Les fossiles abondent dans la dépression d’In R’ar (Aïn In Mellal, Aïn Mouizzir Sr’ir, Aïn Othman). Des fossiles de cette provenance ont été étudiés par M. Flamand[222] qui conclut ainsi : « On voit que toute cette faune, dans son ensemble, est bien caractéristique du terrain carboniférien et que — la présence d’espèces telles que Plectambonites analoga, Productus semireticulatus, Michelinia favosa, Fenestella membranæ, Pleurotomaria Yvani, etc., indique vraisemblablement l’existence de deux étages viséen et tournaisien. »

Des fossiles d’Aïn Tar’lift appartiennent au même étage.

Au chapitre précédent on a déjà mentionné les gisements de fossiles carbonifériens limitrophes du Touat et du Tidikelt, à Aïn Cheikh et Hacian Taïbin ; ainsi que le gisement authentiquement éo-dévonien d’Aïn Cheikh.

M. Flamand qui en a étudié le premier les fossiles, conclut ainsi[223] : « L’ensemble de cette faunule caractérise nettement le Dévonien inférieur ; de plus, la présence et l’association de quelques formes : Chonetes sarcinulata Schloth., Spirifer cf. Rousseaui Rouault, Pleurodictyum du groupe du constantinopolitanum, etc., permettent de considérer les assises gréseuses d’Haci Cheikh comme appartenant vraisemblablement à l’étage coblentzien. »

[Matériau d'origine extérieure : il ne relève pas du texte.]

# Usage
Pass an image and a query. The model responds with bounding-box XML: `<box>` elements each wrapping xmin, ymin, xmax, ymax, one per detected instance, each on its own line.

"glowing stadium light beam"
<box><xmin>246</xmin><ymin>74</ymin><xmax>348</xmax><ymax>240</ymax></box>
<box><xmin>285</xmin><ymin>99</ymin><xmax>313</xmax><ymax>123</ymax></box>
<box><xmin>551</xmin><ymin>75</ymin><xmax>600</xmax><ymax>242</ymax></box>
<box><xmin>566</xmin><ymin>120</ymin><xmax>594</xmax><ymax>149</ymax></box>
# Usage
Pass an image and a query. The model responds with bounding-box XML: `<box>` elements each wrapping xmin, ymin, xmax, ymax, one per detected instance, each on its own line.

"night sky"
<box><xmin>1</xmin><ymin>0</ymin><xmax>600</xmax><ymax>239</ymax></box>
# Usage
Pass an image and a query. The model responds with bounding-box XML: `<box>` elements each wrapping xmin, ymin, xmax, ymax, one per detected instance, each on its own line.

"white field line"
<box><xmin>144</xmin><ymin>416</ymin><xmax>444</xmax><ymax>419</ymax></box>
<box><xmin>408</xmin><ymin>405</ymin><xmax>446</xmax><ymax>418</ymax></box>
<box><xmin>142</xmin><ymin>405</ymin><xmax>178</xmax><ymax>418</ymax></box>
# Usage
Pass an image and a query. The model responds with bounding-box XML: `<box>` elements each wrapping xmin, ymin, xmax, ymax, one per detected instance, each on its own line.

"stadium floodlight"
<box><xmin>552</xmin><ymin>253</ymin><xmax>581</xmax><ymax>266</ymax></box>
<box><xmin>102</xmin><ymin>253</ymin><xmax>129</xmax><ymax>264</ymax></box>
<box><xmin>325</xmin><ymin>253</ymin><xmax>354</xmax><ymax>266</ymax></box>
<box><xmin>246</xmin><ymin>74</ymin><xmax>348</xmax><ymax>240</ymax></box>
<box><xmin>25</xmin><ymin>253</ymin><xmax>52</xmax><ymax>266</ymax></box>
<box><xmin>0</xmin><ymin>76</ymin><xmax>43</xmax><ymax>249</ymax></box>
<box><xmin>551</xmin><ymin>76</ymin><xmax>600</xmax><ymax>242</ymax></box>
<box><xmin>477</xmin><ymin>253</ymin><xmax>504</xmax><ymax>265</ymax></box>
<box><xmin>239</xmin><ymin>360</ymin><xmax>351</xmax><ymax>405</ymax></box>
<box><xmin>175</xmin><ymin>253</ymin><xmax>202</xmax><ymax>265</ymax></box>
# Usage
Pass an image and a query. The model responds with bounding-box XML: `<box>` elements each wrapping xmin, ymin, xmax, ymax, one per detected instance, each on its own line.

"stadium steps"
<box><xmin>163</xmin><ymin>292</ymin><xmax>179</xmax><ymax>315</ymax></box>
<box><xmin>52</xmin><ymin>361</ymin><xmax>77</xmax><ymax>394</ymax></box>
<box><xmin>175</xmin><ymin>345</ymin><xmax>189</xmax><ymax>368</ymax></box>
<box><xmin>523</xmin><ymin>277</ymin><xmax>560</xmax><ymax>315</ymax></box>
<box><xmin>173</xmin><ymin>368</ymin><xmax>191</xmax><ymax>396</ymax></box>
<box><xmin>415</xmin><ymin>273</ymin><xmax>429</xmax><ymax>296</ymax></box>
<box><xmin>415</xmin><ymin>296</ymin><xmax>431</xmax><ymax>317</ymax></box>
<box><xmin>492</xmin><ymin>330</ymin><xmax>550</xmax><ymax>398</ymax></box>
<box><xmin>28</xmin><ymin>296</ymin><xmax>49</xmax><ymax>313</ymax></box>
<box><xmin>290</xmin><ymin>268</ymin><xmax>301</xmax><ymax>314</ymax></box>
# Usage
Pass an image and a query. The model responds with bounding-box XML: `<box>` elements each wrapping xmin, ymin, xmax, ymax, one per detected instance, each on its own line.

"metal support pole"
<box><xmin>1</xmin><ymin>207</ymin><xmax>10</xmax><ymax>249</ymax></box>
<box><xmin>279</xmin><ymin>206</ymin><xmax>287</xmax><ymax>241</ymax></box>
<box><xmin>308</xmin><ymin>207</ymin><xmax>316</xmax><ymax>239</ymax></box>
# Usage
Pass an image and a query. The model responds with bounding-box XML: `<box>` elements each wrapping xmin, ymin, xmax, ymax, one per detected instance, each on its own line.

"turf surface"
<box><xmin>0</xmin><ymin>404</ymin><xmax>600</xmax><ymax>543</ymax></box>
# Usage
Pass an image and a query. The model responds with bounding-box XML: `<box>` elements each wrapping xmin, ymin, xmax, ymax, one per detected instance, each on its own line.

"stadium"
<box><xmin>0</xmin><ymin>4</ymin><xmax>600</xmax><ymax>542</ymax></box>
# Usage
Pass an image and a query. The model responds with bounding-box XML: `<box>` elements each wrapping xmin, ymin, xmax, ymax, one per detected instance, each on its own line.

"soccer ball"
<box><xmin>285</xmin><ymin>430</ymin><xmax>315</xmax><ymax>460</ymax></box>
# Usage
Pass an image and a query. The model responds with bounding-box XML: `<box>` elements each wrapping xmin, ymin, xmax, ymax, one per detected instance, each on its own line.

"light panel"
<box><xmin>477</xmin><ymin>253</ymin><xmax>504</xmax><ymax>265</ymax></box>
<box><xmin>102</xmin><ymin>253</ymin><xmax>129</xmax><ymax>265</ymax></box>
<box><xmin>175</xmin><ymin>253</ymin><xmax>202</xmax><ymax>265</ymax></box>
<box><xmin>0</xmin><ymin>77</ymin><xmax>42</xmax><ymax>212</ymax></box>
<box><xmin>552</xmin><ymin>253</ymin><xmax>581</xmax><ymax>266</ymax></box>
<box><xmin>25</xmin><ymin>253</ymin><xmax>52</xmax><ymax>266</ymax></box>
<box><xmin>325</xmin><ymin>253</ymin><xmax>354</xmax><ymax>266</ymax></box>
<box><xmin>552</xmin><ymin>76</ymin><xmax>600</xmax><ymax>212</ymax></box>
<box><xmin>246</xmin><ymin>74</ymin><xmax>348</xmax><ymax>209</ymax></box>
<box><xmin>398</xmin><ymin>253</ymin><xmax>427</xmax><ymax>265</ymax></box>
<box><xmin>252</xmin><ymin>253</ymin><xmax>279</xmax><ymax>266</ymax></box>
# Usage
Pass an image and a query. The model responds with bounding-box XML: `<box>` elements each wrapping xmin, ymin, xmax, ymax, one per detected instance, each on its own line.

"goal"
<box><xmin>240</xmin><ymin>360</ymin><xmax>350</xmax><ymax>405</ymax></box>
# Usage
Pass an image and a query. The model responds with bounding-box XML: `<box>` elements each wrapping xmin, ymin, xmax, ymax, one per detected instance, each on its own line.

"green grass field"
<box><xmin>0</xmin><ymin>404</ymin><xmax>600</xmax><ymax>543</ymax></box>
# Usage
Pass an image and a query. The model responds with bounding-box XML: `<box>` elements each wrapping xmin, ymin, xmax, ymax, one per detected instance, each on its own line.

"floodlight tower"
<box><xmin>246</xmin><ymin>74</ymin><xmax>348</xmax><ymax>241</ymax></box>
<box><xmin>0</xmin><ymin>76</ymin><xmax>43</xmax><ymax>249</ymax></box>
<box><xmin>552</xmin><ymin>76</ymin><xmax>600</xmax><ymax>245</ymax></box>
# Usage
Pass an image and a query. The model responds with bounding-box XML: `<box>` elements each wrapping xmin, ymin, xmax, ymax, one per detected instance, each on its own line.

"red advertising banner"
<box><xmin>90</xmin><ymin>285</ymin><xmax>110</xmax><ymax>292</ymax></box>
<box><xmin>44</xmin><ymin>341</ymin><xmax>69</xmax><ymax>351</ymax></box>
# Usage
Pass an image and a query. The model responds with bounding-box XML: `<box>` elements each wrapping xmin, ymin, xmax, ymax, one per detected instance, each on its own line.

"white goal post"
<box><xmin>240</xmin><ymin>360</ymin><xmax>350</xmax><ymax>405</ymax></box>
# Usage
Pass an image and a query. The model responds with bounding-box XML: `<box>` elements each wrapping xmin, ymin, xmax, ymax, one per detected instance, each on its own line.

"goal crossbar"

Ce sont les seuls fossiles dévoniens qui aient encore été signalés au Tidikelt. Les formations carbonifériennes sont malheureusement bien loin d’avoir ici la même uniformité de facies que dans le nord : dans la zone du Béchar, par exemple, ou même encore au Gourara, le Carboniférien (Dinantien) se distingue aisément à ses assises massives de calcaire bleuâtre.

Au Tidikelt, le calcaire n’a pas tout à fait disparu (Hacian Taibin, par exemple). Mais les marnes prédominent ; ce sont elles qui fournissent les plus beaux fossiles (Aïn Cheikh, Tar’lift). Elles sont interstratifiées de schistes très fissiles (ktoub), de grès très fissiles ou même de grès en bancs assez épais, qui paraissent appartenir à l’étage.

Fig. 54. — Coupe d’Aïn Cheikh.

Ce caractère protéiforme du Carboniférien est d’autant plus regrettable qu’on peut être amené à confondre ces formations avec d’autres d’un âge tout différent. S’il y a lieu de croire, en effet, que le Carboniférien soit au Tidikelt l’étage primaire le plus largement représenté en surface, il est incontestable que les plis et les accidents primaires ont chance d’avoir amené à l’affleurement tous les étages du Dévonien et du Silurien.

En effet l’architecture de la pénéplaine primaire apparaît au Tidikelt avec plus de netteté relative qu’au Touat ; dans le Tidikelt occidental, en particulier, l’étude du plissement hercynien à Aïn Cheïkh et au dj. Aberraz est très instructive. Les deux coupes s’appliquent au même plissement, à 20 kilomètres environ de distance l’une de l’autre, et elles sont bien symétriques.